Even after five years, Jason Poole still sleeps only a few hours at a time. He would like to try working with a dog so that he does not have to rely on medications. Overall, however, his determination and efforts have resulted in remarkable progress. Three years ago, he met a young woman to whom he now is engaged. "Of course I get down sometimes," he says. "But after 10 minutes or so, I just choose to be positive."

Lai says the members of her team, often exposed to some of the most heartbreaking injuries and tragedies to confront a young family, have trained themselves to focus on the possibilities and the triumphs of patients like Jason Poole, rather than on what's been lost. She says it has taken time for her to follow her advice to families and make sure she's carving out restorative and quality time with her own family on her weekends and vacations.

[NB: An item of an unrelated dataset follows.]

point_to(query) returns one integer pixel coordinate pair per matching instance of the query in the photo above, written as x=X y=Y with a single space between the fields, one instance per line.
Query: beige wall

The recent surge in military missions in Afghanistan is again increasing the number of new patients arriving in 7D, after a lull as the United States reduced its operations in Iraq. But in most cases the battles of patients who have come through 7D will go on, to some degree, forever. Sandy Lai and her team at the VA are determined to make sure these patients don't fight those battles alone.


JOAN O'C. HAMILTON, '83, is a frequent contributor to Stanford.